From mboxrd@z Thu Jan  1 00:00:00 1970
From: "Robison, Jon (CMG-Atlanta)" <narfman0@gmail.com>
Subject: Re: mdadm raid5 single drive fail, single drive out of sync terror
Date: Fri, 28 Nov 2014 12:00:56 -0500
Message-ID: <5478AA48.2050601@gmail.com>
References: <5475ECDC.6070309@gmail.com> <20141126154922.GA12222@cthulhu.home.robinhill.me.uk>
Mime-Version: 1.0
Content-Type: text/plain; charset=windows-1252; format=flowed
Content-Transfer-Encoding: 7bit
Return-path: <linux-raid-owner@vger.kernel.org>
In-Reply-To: <20141126154922.GA12222@cthulhu.home.robinhill.me.uk>
Sender: linux-raid-owner@vger.kernel.org
To: linux-raid@vger.kernel.org
List-Id: linux-raid.ids

Thanks Robin and Phil, mdadm 3.3.2 did allow successful forced 
reassemble (had to run the command twice for whatever reason, first 
execution said 4 aren't enough drives).

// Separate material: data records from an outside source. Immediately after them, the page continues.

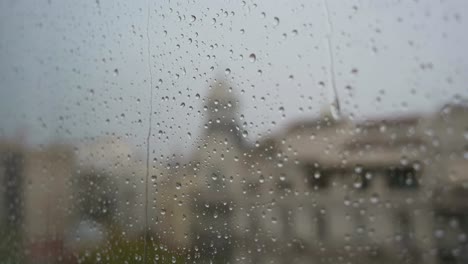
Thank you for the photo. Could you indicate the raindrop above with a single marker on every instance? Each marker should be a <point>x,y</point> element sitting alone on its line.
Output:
<point>245,133</point>
<point>275,21</point>
<point>252,57</point>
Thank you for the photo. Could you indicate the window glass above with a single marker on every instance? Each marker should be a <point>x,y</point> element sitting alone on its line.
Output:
<point>181,131</point>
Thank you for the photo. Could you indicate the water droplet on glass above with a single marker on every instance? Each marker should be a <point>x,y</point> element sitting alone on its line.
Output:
<point>275,21</point>
<point>252,57</point>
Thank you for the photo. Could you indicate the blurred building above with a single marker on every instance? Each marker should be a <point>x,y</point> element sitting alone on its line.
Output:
<point>325,190</point>
<point>35,201</point>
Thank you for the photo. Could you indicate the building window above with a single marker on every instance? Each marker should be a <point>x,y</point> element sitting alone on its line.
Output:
<point>402,178</point>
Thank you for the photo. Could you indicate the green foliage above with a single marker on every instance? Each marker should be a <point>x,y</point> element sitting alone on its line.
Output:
<point>118,249</point>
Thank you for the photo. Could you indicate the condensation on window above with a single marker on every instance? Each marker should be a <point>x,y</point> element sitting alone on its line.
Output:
<point>233,131</point>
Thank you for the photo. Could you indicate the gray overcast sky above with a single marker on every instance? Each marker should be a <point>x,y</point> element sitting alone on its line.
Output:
<point>72,69</point>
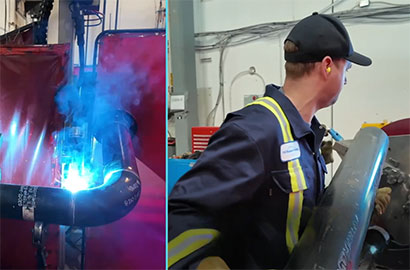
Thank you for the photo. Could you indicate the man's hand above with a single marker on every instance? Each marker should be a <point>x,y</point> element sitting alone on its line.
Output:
<point>382,200</point>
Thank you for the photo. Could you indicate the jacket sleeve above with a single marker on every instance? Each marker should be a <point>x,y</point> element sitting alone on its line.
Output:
<point>201,204</point>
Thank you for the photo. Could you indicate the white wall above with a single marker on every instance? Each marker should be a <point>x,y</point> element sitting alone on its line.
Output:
<point>373,94</point>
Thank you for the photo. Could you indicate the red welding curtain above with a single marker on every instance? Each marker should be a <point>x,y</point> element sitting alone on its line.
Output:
<point>29,79</point>
<point>136,63</point>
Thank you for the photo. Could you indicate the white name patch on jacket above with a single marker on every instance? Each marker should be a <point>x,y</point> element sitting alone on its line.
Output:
<point>289,151</point>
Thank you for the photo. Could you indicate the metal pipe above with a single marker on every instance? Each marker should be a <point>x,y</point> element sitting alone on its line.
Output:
<point>93,207</point>
<point>335,233</point>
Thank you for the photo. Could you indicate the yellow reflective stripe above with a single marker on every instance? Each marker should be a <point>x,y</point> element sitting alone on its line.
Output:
<point>270,108</point>
<point>284,116</point>
<point>297,177</point>
<point>293,219</point>
<point>188,242</point>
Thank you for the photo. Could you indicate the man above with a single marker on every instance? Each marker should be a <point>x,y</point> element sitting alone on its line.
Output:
<point>248,198</point>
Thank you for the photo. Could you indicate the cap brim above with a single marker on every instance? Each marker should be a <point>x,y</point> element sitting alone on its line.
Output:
<point>359,59</point>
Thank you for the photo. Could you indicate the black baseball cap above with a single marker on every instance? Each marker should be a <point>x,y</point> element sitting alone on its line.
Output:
<point>322,35</point>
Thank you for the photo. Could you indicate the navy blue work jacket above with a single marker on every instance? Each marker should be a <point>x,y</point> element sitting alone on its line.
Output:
<point>239,187</point>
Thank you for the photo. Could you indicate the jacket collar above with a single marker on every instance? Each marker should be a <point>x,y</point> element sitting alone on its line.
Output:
<point>299,127</point>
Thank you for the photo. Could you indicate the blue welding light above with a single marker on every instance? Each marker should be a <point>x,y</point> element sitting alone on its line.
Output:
<point>77,178</point>
<point>373,249</point>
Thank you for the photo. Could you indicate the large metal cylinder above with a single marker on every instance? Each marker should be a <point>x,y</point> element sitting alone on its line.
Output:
<point>335,233</point>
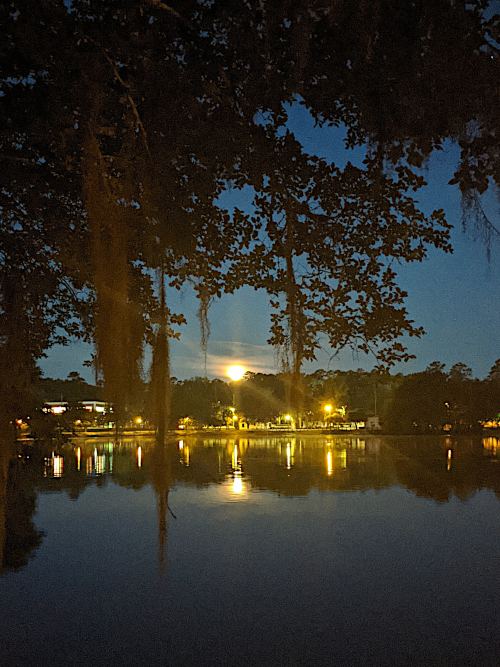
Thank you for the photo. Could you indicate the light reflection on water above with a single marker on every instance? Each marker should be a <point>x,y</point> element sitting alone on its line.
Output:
<point>316,551</point>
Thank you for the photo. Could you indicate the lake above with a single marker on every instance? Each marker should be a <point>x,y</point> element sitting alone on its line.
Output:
<point>273,551</point>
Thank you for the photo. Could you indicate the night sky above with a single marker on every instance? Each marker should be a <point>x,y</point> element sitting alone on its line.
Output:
<point>454,297</point>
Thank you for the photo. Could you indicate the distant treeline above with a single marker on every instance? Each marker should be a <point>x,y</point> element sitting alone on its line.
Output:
<point>427,402</point>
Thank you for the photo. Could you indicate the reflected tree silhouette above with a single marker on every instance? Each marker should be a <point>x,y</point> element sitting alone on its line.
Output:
<point>18,536</point>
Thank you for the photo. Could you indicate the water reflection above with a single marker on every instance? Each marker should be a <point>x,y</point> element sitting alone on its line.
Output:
<point>437,468</point>
<point>433,468</point>
<point>356,550</point>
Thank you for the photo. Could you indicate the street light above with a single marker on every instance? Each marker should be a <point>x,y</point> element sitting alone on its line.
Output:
<point>236,373</point>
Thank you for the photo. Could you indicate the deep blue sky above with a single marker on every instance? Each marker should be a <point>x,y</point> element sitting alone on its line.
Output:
<point>454,297</point>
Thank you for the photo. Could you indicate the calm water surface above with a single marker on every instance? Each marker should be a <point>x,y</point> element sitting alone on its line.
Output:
<point>252,551</point>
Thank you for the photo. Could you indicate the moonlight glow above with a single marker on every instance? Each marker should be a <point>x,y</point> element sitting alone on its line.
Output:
<point>236,372</point>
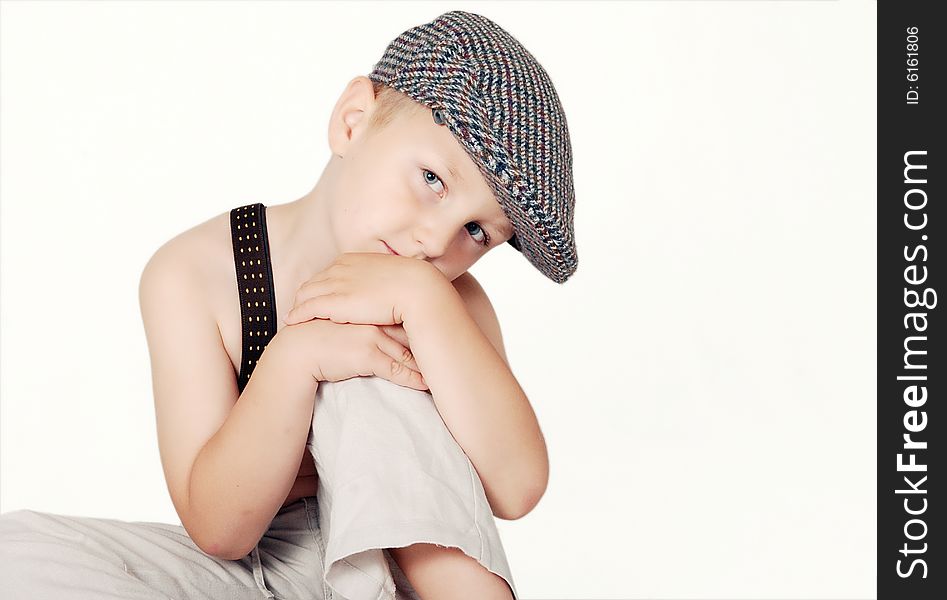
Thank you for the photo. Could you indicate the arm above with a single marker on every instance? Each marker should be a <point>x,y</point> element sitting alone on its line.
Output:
<point>476,394</point>
<point>229,459</point>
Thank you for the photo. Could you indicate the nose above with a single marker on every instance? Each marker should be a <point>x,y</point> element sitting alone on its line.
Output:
<point>436,235</point>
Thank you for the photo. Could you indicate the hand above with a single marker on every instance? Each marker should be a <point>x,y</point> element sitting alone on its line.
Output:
<point>361,287</point>
<point>333,351</point>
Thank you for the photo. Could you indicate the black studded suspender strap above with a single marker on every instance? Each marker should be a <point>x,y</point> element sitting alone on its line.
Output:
<point>251,257</point>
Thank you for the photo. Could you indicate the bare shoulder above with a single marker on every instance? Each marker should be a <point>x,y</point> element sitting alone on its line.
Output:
<point>198,253</point>
<point>481,310</point>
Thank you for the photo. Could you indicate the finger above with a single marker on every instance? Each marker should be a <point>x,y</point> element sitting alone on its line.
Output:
<point>397,352</point>
<point>397,372</point>
<point>397,332</point>
<point>315,307</point>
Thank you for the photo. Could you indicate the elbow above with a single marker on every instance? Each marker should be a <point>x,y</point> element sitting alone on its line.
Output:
<point>525,503</point>
<point>221,550</point>
<point>214,545</point>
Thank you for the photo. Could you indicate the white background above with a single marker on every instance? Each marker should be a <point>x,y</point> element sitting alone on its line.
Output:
<point>706,380</point>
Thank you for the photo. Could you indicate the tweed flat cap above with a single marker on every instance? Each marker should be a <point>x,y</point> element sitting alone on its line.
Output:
<point>500,104</point>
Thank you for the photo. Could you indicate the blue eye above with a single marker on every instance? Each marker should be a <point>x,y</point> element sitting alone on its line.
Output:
<point>486,237</point>
<point>485,242</point>
<point>436,178</point>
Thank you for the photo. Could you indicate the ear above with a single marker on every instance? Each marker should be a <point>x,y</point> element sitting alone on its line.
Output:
<point>350,116</point>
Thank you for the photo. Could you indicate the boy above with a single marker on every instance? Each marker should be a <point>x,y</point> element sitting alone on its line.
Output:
<point>455,143</point>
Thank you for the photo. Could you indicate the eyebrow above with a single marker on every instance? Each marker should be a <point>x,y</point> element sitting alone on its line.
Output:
<point>453,172</point>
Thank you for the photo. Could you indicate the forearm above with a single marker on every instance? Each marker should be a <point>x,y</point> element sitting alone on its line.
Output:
<point>480,401</point>
<point>243,474</point>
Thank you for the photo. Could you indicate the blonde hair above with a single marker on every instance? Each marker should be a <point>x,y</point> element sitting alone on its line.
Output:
<point>390,103</point>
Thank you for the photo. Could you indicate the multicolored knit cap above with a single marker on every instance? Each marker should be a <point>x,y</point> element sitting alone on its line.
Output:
<point>500,104</point>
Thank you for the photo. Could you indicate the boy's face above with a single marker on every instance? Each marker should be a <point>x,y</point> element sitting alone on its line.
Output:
<point>395,187</point>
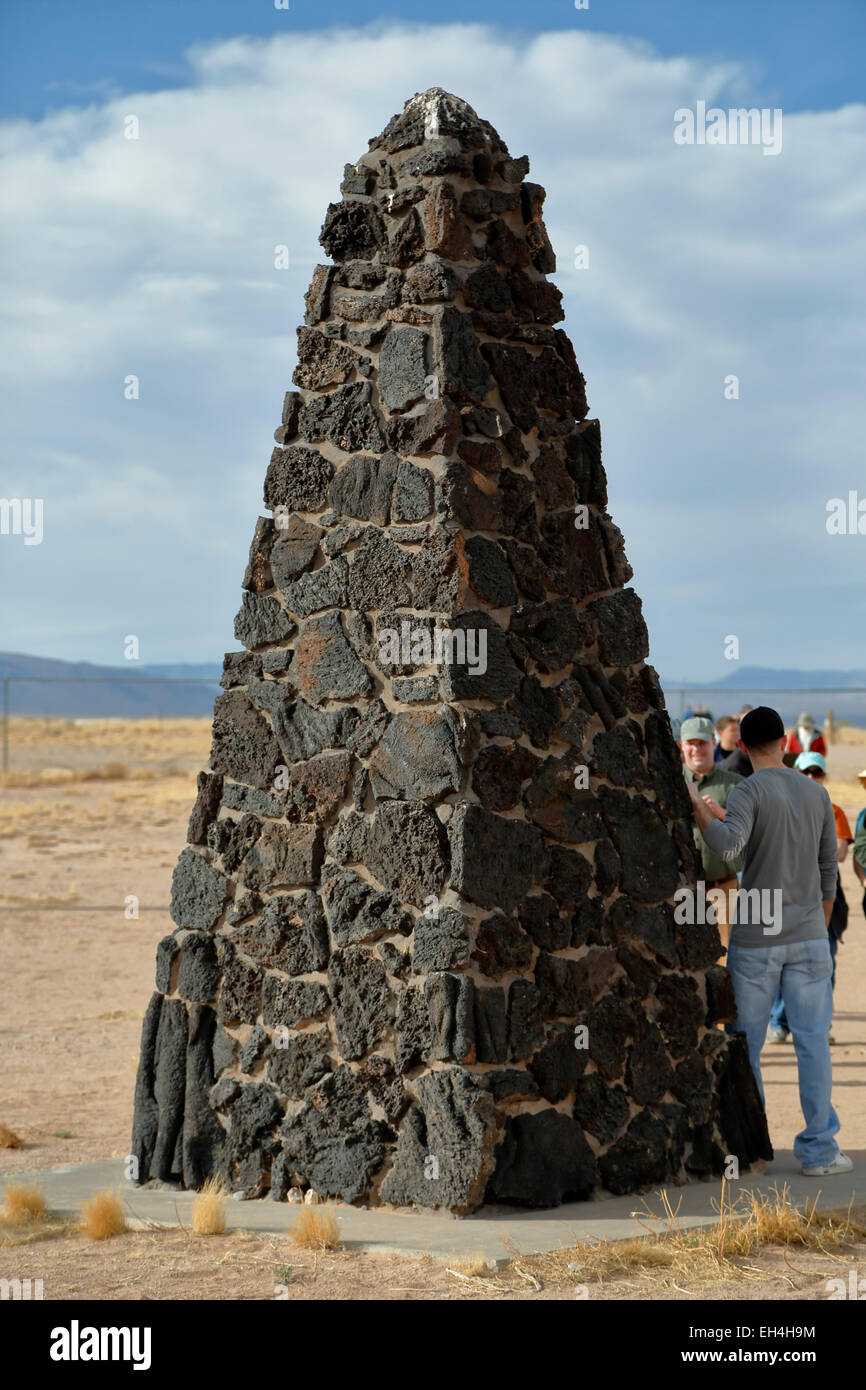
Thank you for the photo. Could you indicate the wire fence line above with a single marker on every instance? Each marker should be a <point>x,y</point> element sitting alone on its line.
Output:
<point>210,687</point>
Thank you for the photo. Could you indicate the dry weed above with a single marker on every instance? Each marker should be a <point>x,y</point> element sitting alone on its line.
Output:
<point>209,1209</point>
<point>102,1216</point>
<point>316,1228</point>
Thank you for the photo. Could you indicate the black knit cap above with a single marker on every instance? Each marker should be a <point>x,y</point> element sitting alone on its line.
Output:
<point>761,726</point>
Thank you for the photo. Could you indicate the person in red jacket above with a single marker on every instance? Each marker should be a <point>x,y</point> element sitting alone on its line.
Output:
<point>805,738</point>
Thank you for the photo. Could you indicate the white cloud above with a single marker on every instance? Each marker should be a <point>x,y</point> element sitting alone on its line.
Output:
<point>156,257</point>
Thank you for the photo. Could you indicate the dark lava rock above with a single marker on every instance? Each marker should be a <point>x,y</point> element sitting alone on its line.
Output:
<point>360,1000</point>
<point>198,893</point>
<point>439,941</point>
<point>407,851</point>
<point>332,1141</point>
<point>542,1162</point>
<point>494,861</point>
<point>599,1108</point>
<point>455,1125</point>
<point>356,911</point>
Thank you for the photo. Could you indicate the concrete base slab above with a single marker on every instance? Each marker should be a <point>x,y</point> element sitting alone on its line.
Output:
<point>439,1233</point>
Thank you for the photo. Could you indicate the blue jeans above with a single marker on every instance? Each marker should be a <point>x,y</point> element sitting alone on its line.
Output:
<point>779,1019</point>
<point>804,972</point>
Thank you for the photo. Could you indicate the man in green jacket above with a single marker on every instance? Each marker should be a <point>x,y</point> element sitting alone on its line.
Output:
<point>701,769</point>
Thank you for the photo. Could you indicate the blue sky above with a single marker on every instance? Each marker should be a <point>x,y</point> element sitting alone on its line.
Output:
<point>156,257</point>
<point>805,54</point>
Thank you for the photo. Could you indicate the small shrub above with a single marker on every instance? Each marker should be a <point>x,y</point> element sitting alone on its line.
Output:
<point>22,1205</point>
<point>209,1209</point>
<point>102,1216</point>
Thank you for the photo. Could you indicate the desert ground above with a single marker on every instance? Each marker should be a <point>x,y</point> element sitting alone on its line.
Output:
<point>92,816</point>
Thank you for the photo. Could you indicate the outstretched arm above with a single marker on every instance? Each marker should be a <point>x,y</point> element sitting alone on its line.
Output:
<point>726,838</point>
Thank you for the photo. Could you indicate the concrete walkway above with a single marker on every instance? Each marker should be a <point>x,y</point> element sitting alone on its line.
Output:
<point>441,1235</point>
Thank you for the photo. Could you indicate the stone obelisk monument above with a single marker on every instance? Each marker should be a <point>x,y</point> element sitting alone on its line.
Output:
<point>426,945</point>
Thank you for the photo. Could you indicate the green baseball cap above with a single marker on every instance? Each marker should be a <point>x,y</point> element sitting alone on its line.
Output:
<point>697,727</point>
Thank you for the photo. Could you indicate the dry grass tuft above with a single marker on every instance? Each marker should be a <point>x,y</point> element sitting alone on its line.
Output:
<point>209,1209</point>
<point>471,1266</point>
<point>102,1216</point>
<point>316,1228</point>
<point>22,1205</point>
<point>9,1139</point>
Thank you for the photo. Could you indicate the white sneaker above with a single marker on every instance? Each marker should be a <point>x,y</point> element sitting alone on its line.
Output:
<point>841,1164</point>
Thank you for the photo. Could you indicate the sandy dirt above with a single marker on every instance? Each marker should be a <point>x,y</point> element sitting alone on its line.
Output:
<point>180,1265</point>
<point>93,813</point>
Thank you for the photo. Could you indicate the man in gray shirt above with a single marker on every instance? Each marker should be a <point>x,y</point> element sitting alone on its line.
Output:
<point>783,826</point>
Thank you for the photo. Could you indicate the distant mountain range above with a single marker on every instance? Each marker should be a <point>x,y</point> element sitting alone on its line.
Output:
<point>787,690</point>
<point>82,690</point>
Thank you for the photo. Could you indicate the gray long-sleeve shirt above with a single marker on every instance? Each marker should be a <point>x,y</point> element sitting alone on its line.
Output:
<point>783,826</point>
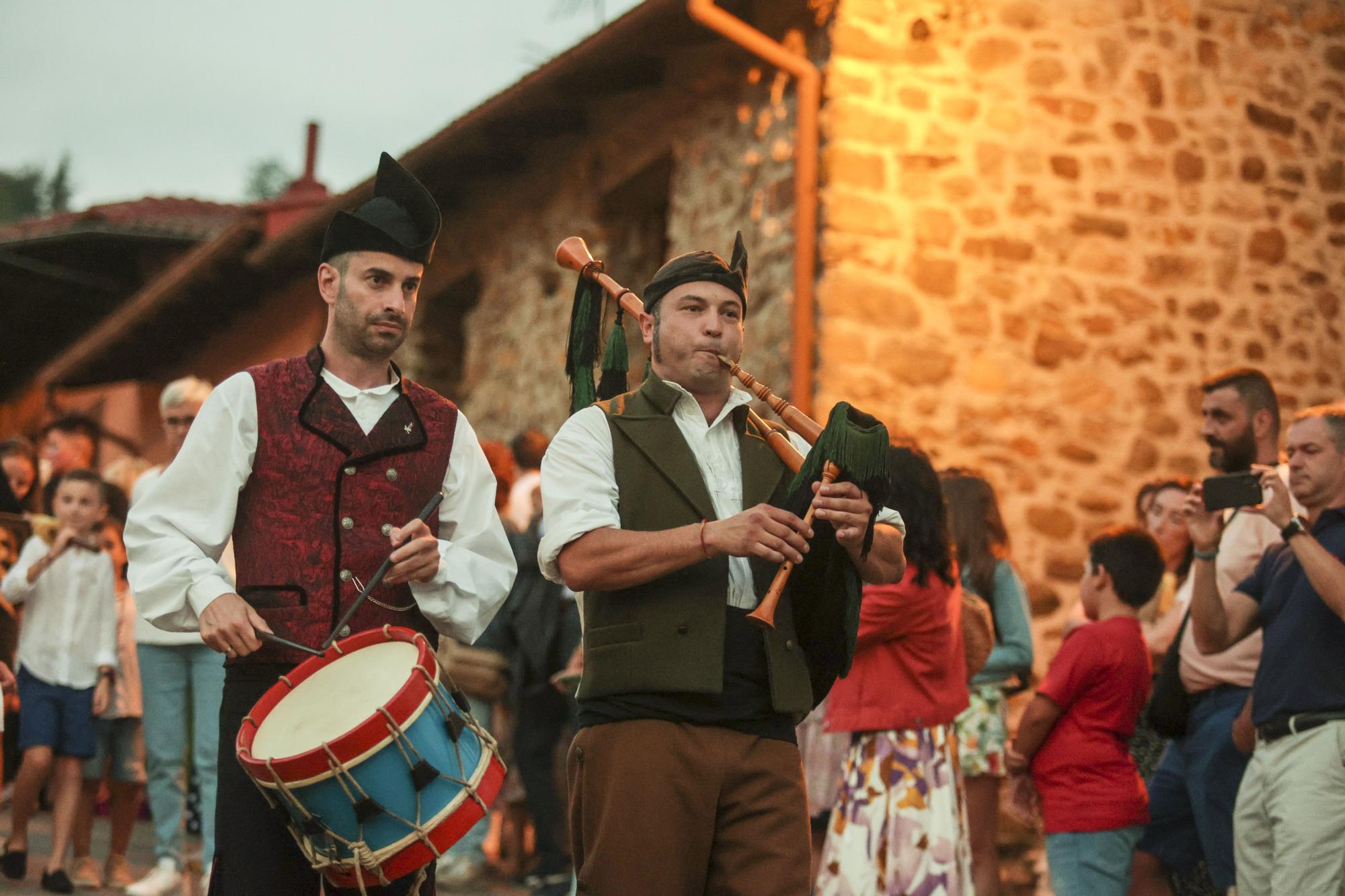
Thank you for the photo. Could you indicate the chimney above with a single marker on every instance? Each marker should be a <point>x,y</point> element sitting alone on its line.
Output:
<point>311,155</point>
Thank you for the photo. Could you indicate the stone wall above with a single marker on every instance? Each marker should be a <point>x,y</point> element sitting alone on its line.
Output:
<point>1046,222</point>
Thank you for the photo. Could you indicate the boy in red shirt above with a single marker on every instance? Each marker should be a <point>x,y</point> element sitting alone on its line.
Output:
<point>1074,732</point>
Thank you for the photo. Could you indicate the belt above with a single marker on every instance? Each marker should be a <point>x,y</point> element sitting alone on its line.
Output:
<point>1297,724</point>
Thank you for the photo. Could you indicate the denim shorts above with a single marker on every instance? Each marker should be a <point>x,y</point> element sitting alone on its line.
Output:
<point>122,752</point>
<point>56,716</point>
<point>1093,862</point>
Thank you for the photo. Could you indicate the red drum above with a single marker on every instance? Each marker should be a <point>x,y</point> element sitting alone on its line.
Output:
<point>379,764</point>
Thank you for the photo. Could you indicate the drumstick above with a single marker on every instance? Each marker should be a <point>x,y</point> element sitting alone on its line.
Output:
<point>379,576</point>
<point>286,642</point>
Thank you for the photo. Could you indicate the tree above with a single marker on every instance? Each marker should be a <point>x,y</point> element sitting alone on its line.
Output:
<point>267,179</point>
<point>21,194</point>
<point>59,188</point>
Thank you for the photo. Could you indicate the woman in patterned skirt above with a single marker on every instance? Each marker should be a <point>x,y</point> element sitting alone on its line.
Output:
<point>900,825</point>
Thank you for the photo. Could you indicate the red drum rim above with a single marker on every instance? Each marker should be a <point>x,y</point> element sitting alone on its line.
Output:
<point>418,854</point>
<point>358,740</point>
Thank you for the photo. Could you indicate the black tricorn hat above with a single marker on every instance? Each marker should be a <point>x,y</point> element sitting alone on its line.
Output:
<point>401,220</point>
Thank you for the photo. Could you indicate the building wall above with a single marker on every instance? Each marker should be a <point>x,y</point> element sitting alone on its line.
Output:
<point>1046,222</point>
<point>658,173</point>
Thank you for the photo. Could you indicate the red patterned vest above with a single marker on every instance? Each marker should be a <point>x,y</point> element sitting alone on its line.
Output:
<point>315,513</point>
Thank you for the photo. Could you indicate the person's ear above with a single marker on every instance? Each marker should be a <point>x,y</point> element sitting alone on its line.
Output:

I am updating my backup but 
already retrieved the things of high value. I consider this mission 
accomplished already.

Next steps I will take: backup -> fsck -> backup -> add missing disk -> 
add more automation to main and backup -> profit


On 11/26/14 10:49 AM, Robin Hill wrote:
> On Wed Nov 26, 2014 at 10:08:12AM -0500, Jon Robison wrote:
>
>> Hi all!
>>
>> I upgraded to mdadm-3.3-7.fc20.x86_64, and my raid5 array would no
>> longer recognize /dev/sdb1 in my raid 5 array (which is normally
>> /dev/sd[b-f]1). I `mdadm --detail --scan`,  which resulted in a degraded
>> array, then added /dev/sdb1, and it started rebuilding happily until 25%
>> or so, when another failure seemed to occur.
>>
>> I am convinced the data is fine on /dev/sd[c-f]1, and that somehow I
>> just need to inform mdadm about that, but they got out of sync and
>> /dev/sde1 thinks the array is AAAAA while the others think its AAA.. .
>> The drives also seem to think e is bad because f said e was bad or some
>> weird stuff, and sde1 is behind by ~50 events or so. That error hasn't
>> shown itself recently. I fear sdb is bad and sde is going to go soon.
>>
>> Results of `mdadm --examine /dev/sd[b-f]1` are here
>> http://dpaste.com/2Z7CPVY
>>
>> I'm scared and alone. Everything is off and sitting as above, though e
>> 50 events behind and out of synch. New drives coming Friday and backup
>> is of course a bit old. I'm petrified to execute `mdadm --create
>> --assume-clean --level=5 --raid-devices=5 /dev/md0 /dev/sdf1 /dev/sdd1
>> /dev/sdc1 /dev/sde1 missing`, but that seems my next option unless ya'll
>> know better. I tried `mdadm --assemble -f /dev/md0 /dev/sdf1 /dev/sdd1
>> /dev/sdc1 /dev/sde1` and it said something like can't start with only 3
>> devices (which I wouldn't expect because examine still shows 4, just
>> that they are out of sync and I thought that was -f's express purpose in
>> assemble mode). Anyone have any suggestions? Thanks!
> It looks like this is a bug in 3.3 (the checkin logs show something
> similar anyway). I'd advise getting 3.3.1 or 3.3.2 and retrying the
> forced assembly.
>
> If it failed during the rebuild, that would suggest there's an
> unreadable block on sde though, which means you'll hit the same issue
> again when you try to rebuild sdb. You'll need to:
>      - image sde to a new disk (via ddrescue)
>      - assemble the array
>      - add another new disk in to rebuild
>      - once the rebuild has completed, force a fsck on the array
>        (fsck -f /dev/md0) as the unreadable block may have caused some
>        filesystem corruption. It may also cause some file corruption, but
>        that's not something that can be easily checked.
>
> These read errors can be picked up and fixed by running regular array
> checks (echo check > /sys/block/md0/md/sync_action). Most distributions
> have these set up in cron, so make sure that's in there and enabled.
>
> The failed disks may actually be okay (sde particularly), so I'd advise
> checking SMART stats and running full badblocks write tests on them. If
> the badblocks tests run okay and there's no increase in reallocated
> sectors reported in SMART, they should be perfectly okay for re-use.
>
> Cheers,
>      Robin